Microscopic deposits of cancer cells may be left behind following breast cancer surgery which over time may grow and become evident as a LOCAL RECURRENCE. This occurs more commonly after a lumpectomy than a mastectomy and is the basis behind why radiation therapy is often recommended after surgery. This is why yearly surveillance is critical and why self-examination should continue even after a double-mastectomy . These cancer deposits typically grow adjacent to the scar or attached to the chest wall muscle. If an implant is present, this will typically occur in front of the implant. Less commonly, a NEW CANCER may develop after a mastectomy in residual normal breast tissue that was left behind. This is especially pertinent in women who have a hereditary predisposition and is why the preventive surgery is called a risk-reducing operation rather than a risk-removing one.

What is Neoadjuvant Therapy?

Certain breast cancers are best treated by chemotherapy followed by surgery, Neoadjuvant Chemotherapy (NACT). This can shrink a tumor to facilitate avoiding a mastectomy, provider the most important treatment first, prove that the CT is effective at shrinking the person’s cancer, and buys time to help make better decisions. This can also be done with hormonal therapy—neoadjuvant endocrine therapy.

Can Women with Implants Get Radiation?

Approximately 1 in 20 women in the US have breast implants. Therefore, its inevitable that many women with implants would develop breast cancer. Historically, radiation therapy has been frowned upon for women who have implants due to the scarring that occurs around the capsule of the implant, forcing women to choose mastectomy for their cancer treatment. However, modern techniques have overcome many of these obstacles-lumpectomy remains the best option for many women and the radiation that is usually necessary after surgery can still be given in most cases.

SINGLE VS DOUBLE MASTECTOMY?

If a woman requires a mastectomy to treat their cancer, a double mastectomy is typically frowned upon in the absence of a hereditary predisposition, as this does not lead to a higher survival rate. However, women should be empowered to be given this option as there is often a tremendous emotional value to lower the risk of a second breast cancer developing, as well as the freedom to never have a mammogram.

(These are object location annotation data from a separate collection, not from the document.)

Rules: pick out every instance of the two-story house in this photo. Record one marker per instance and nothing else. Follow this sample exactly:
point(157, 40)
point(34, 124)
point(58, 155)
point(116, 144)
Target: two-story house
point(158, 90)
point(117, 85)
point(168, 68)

Furthermore, if undergoing a simultaneous reconstruction, a double mastectomy will often lead to a more symmetric result.

What is a nipple-sparing mastectomy?

Traditionally, removal of the breast included removing the nipple. This dramatically affects the shape of the breast which limits reconstructive options. The reality is that breast cancer rarely involves the nipple; most women who require a mastectomy can avoid removing the nipple.

As larger-breasted women age, the nipple is drawn downward, a process called ptosis. Ptosis can dramatically compromise the aesthetic outcome of a nipple-sparing mastectomy. Therefore, surgeons may first perform a breast lift and/or reduction (mammaplasty) prior to the nipple-sparing mastectomy.